None of this could happen in my classroom without strategic grouping. I have flexible seating, which means that I have bean bags, gaming chairs, a standing table, cushions everywhere, and a few traditional options. The room is divided into six squads, each with four students. Many days students are allowed to choose their own seats and enjoy the flexibility of options. However, at other times I strategically group students. The amazing thing about allowing students more active roles in class is that I’ve found out important information and can group in ways that utilize their skills. If I know that I have artists, for instance, I’ll disperse their talent to different groups. I try to have a “grammar guru” in each group, as well as a “tech wizard.” As students come to know each other better through their active management of both behavior and answering questions, they develop a new respect for each other.
Can I say for sure that every student, every day, would be missed if they weren’t there? I’d love to say that, but I know that I still have a way to go to make that happen. However, I’ve learned that my students feel a newfound responsibility to their groups when they know their role is important. A few weeks ago one of my students asked if he could text his friend. I gave him a quizzical look, but he said, “He’s sick, but he has the graph we made, and he told me he’d share it with us.” Wait. What? A middle school student who isn’t there is going to help students in my room because they need him?
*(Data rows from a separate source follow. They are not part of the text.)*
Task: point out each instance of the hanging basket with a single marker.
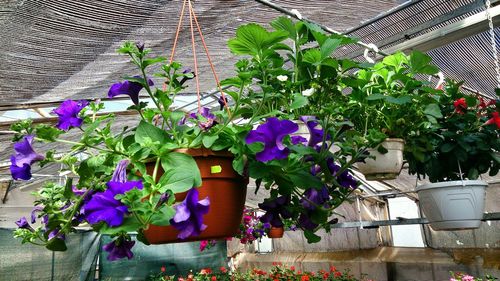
(226, 190)
(276, 232)
(385, 166)
(453, 205)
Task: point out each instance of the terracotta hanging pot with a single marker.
(226, 190)
(276, 232)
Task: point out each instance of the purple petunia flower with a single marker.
(128, 88)
(315, 131)
(188, 219)
(119, 248)
(35, 210)
(23, 223)
(205, 118)
(271, 134)
(23, 158)
(103, 206)
(275, 210)
(344, 179)
(68, 113)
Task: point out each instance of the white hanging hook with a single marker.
(370, 47)
(296, 13)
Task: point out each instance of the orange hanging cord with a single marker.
(192, 16)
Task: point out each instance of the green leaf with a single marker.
(56, 244)
(311, 237)
(162, 217)
(298, 101)
(253, 39)
(328, 47)
(181, 173)
(130, 224)
(146, 130)
(208, 140)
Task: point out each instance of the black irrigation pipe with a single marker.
(362, 44)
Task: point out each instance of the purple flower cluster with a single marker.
(271, 134)
(68, 113)
(103, 207)
(276, 209)
(23, 158)
(188, 218)
(128, 88)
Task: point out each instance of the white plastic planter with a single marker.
(385, 166)
(453, 205)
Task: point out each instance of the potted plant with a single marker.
(151, 178)
(384, 97)
(453, 153)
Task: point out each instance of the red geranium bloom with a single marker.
(495, 119)
(460, 105)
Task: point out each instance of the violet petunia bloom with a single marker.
(275, 210)
(272, 134)
(103, 207)
(344, 179)
(35, 210)
(68, 113)
(23, 158)
(188, 218)
(315, 130)
(119, 248)
(23, 223)
(128, 88)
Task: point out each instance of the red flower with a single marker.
(460, 105)
(495, 119)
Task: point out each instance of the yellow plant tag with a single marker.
(216, 169)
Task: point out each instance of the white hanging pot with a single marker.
(453, 205)
(385, 166)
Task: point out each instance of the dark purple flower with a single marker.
(34, 211)
(315, 131)
(299, 140)
(119, 248)
(275, 210)
(271, 134)
(140, 46)
(128, 88)
(314, 197)
(205, 119)
(56, 233)
(188, 219)
(344, 179)
(23, 223)
(68, 113)
(23, 158)
(103, 206)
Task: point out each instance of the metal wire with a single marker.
(493, 41)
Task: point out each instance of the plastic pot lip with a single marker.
(445, 184)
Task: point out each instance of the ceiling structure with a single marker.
(52, 50)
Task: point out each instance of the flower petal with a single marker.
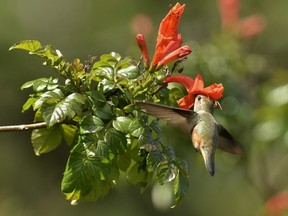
(198, 85)
(214, 91)
(186, 102)
(176, 54)
(168, 38)
(143, 47)
(170, 23)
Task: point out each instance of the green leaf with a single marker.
(103, 72)
(46, 139)
(104, 112)
(29, 103)
(86, 177)
(116, 141)
(153, 160)
(181, 183)
(51, 96)
(41, 84)
(69, 133)
(123, 161)
(91, 124)
(66, 109)
(122, 124)
(29, 45)
(166, 172)
(103, 149)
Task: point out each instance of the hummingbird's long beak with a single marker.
(208, 157)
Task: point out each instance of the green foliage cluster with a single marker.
(92, 107)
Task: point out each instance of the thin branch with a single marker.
(23, 127)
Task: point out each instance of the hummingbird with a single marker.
(206, 134)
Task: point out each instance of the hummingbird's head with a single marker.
(205, 103)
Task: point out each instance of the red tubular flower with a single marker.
(176, 54)
(168, 39)
(143, 48)
(195, 87)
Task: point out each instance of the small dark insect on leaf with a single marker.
(89, 62)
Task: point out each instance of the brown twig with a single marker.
(23, 127)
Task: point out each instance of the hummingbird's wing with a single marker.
(181, 118)
(227, 143)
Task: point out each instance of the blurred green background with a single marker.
(254, 74)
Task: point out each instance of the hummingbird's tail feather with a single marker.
(209, 161)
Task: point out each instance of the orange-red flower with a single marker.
(168, 46)
(143, 48)
(194, 88)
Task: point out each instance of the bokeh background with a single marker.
(255, 105)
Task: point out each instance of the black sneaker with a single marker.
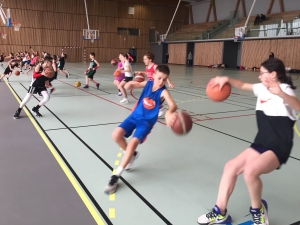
(17, 114)
(36, 112)
(112, 185)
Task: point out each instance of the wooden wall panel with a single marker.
(59, 23)
(255, 52)
(177, 53)
(208, 53)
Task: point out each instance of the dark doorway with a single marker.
(133, 53)
(232, 54)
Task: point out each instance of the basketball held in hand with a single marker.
(139, 77)
(217, 95)
(183, 123)
(117, 73)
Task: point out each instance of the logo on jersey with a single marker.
(148, 103)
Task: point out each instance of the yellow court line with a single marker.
(80, 192)
(112, 197)
(112, 213)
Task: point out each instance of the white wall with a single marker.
(225, 8)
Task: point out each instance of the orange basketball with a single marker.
(117, 73)
(183, 123)
(218, 95)
(114, 62)
(49, 72)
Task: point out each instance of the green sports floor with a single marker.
(54, 169)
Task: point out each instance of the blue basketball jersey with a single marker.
(148, 104)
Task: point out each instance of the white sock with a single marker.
(119, 171)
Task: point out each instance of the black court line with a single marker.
(233, 136)
(102, 213)
(94, 125)
(105, 163)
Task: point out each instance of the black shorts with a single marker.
(261, 150)
(7, 71)
(127, 79)
(36, 90)
(53, 78)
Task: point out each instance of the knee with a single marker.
(250, 173)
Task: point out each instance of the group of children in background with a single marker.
(275, 112)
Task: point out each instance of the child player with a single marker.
(90, 72)
(142, 120)
(39, 85)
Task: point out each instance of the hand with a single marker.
(273, 87)
(170, 118)
(219, 81)
(171, 85)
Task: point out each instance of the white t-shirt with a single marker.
(127, 64)
(273, 105)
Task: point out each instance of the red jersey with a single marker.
(150, 71)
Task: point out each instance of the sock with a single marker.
(119, 171)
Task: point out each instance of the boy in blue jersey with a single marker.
(142, 120)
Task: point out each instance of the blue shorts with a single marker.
(141, 126)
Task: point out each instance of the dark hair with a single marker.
(163, 69)
(150, 55)
(125, 55)
(276, 65)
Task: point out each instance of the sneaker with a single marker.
(112, 185)
(260, 216)
(36, 112)
(215, 217)
(161, 112)
(17, 114)
(134, 157)
(124, 101)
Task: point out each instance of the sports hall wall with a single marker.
(51, 25)
(254, 52)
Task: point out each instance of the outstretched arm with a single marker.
(134, 85)
(233, 82)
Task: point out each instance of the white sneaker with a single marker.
(134, 157)
(124, 101)
(112, 185)
(161, 112)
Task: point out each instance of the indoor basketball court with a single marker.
(55, 167)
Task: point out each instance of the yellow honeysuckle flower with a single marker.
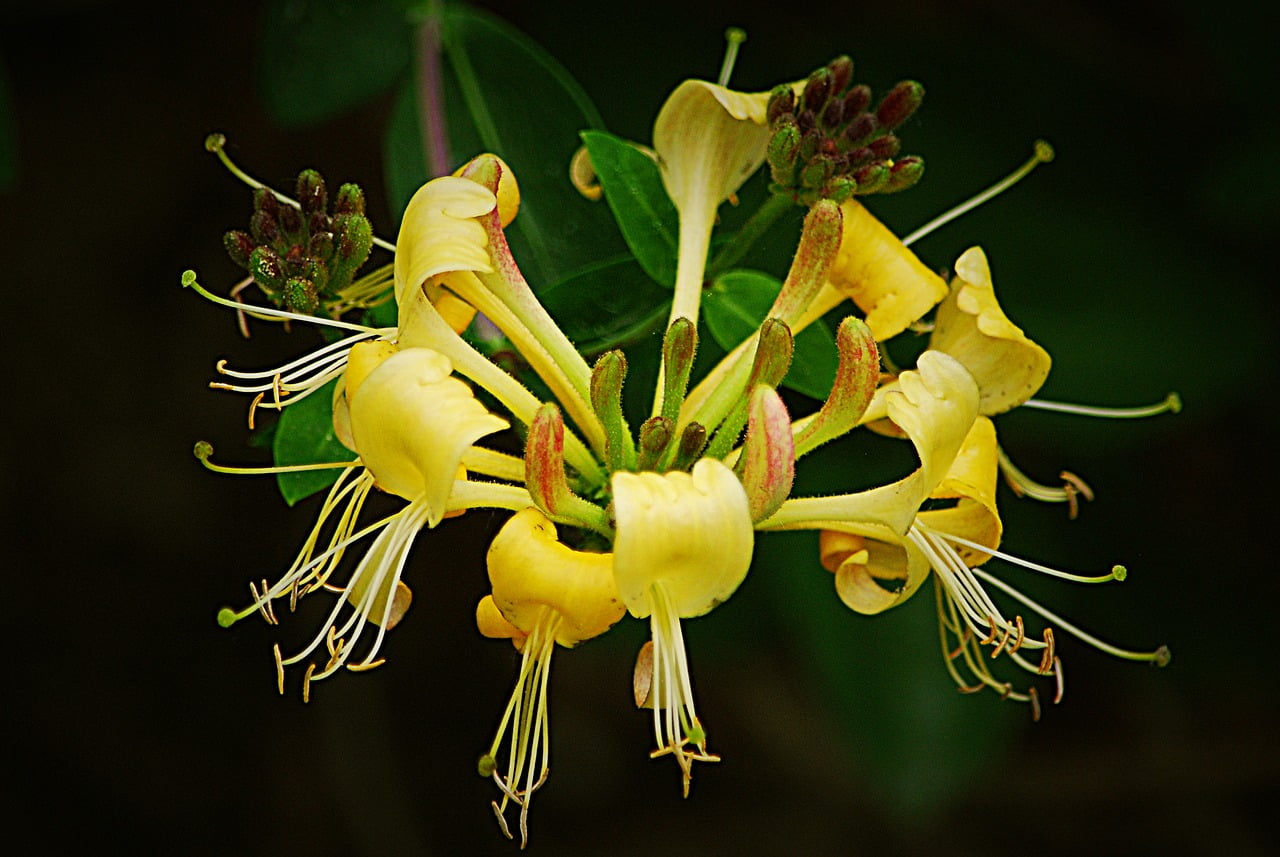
(935, 406)
(411, 425)
(544, 592)
(708, 140)
(684, 544)
(878, 273)
(972, 328)
(877, 569)
(412, 422)
(440, 235)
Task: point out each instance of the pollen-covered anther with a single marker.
(1048, 656)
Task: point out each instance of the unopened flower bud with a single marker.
(871, 178)
(238, 246)
(311, 192)
(289, 220)
(263, 227)
(767, 463)
(300, 296)
(841, 73)
(860, 129)
(654, 438)
(900, 104)
(782, 102)
(904, 174)
(607, 377)
(817, 90)
(351, 200)
(855, 101)
(266, 269)
(885, 147)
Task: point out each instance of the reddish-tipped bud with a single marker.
(900, 104)
(841, 73)
(767, 462)
(311, 192)
(904, 174)
(238, 247)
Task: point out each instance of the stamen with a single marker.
(1173, 403)
(204, 450)
(734, 36)
(1047, 658)
(1024, 485)
(1160, 656)
(279, 669)
(1022, 635)
(264, 314)
(1118, 572)
(1043, 154)
(216, 143)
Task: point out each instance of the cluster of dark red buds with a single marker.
(827, 143)
(301, 256)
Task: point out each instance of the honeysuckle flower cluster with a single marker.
(658, 521)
A little later in the day my stomach dropped. I had an email from the sick student’s mom. Was she irritated that my students were texting her sick child? Nope. Instead she wrote, “I don’t know what you are doing, but my son was mad that I made him stay home, because he was needed in class. Whatever it is, that’s good!”
It wasn’t something I did, but a place I’ve created and nurtured. Students are never going to insist on coming to school because their teacher needs them. They will, however, work to help their friends when they are an integral part of the class. As my thoughts have evolved about meeting the social and emotional needs of students, the biggest revelation has been that if students are seen, noticed, and valued, the learning will become secondary, and that’s okay. However, when interdependence works, a caring classroom is created, and students know they would be missed. Their learning becomes about everyone else’s learning, too, and students will rise to the occasion to help each other.
Amber Chandler is a National Board-Certified ELA teacher and the author of The Flexible ELA Classroom: Practical Tools for Differentiated Instruction in Grades 4–8.